Eine abschließende Bemerkung muss ich noch loswerden. Die Ergebnisse hier überraschen mich. Ich habe das nun schon mehrmals so oder so ähnlich gemacht, also "getestet", und irgendwie passt das nicht zu dem was ich bei normalen Aufnahmen erfahre. Hier sieht der Unterschied nicht so sonderlich gewaltig aus, aber in normalen Aufnahmen, und davon habe ich sehr, sehr viele mit der D700 gemacht, und schon recht viele mit der E-PL5, ist der Unterschied gravierender. Die Aufnahmen mit der D700 sind bis ISO 2000 auch bei extrem schlechtem Licht für mein Empfinden so sauber, dass oft nur sehr wenig Rauschreduktion notwendig ist.
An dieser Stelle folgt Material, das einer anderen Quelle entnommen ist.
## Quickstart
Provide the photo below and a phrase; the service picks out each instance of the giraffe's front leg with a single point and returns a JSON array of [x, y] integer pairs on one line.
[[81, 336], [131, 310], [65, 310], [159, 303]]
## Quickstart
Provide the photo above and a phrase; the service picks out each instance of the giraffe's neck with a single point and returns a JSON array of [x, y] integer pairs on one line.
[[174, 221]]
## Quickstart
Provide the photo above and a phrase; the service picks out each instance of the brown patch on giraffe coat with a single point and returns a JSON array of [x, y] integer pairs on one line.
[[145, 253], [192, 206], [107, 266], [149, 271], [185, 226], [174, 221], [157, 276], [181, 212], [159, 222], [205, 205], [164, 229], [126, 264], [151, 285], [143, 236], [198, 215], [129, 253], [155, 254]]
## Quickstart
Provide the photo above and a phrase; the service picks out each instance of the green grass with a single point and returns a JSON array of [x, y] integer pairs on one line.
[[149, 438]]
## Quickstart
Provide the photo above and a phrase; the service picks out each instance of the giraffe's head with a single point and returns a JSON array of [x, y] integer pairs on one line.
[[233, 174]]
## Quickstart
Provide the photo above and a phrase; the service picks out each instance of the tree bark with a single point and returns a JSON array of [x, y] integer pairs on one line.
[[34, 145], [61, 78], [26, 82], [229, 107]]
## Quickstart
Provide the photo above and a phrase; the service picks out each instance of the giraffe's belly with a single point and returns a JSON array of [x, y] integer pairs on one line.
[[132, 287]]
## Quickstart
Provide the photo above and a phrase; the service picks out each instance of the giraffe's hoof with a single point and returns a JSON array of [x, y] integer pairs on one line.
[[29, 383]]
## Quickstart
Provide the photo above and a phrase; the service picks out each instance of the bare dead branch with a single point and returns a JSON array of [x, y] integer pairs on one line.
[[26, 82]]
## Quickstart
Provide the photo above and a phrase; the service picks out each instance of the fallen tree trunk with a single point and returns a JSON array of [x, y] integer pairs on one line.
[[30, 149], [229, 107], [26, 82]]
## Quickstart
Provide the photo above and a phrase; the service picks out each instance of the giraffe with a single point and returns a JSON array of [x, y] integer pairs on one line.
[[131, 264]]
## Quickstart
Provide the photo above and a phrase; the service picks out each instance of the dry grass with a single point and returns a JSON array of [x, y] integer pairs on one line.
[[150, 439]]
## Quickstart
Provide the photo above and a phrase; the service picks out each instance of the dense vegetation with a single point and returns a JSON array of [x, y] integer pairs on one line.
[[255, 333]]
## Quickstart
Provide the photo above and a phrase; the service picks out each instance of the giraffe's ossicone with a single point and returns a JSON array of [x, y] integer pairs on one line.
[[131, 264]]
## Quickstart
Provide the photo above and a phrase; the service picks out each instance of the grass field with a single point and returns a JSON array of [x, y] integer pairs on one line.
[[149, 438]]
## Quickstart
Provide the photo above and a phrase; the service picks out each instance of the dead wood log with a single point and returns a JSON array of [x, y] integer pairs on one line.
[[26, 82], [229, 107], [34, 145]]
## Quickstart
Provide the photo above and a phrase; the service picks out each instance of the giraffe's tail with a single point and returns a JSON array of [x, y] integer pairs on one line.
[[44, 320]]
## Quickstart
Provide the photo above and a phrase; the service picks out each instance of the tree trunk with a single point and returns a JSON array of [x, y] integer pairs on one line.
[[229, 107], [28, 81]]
Bei der E-PL5 kommt mir alles ab spätestens 800 schon so verrauscht vor, dass ich am Regler ziehe...obwohl die Detailauflösung höher zu sein scheint. Auch die Endergebnisse sehen bei der D700 besser aus. Bei gewissen Motiven weniger detailliert, aber insgesamt viel sauberer und knackiger. Das kann natürlich an meinem Workflow in LR liegen. Wobei ich mir sehr viel Mühe gegeben habe, das Optimum bei der E-PL5 heraus zu holen (auch durch Vergleiche der JPEGs und der RAW-Entwicklung über den Olympus Viewer 2). Na ja, ich schreibe schon wieder zu viel ;-) Macht euch euer eigenes Bild von meinem "Test". Ich finde die ISO-Leistung der E-PL5 jedenfalls grandios, sogar im Vergleich mit meinem Kleinbild-Ziegelstein, zumindest wenn ich die Größe und Gewicht der System mit in die Gleichung nehme.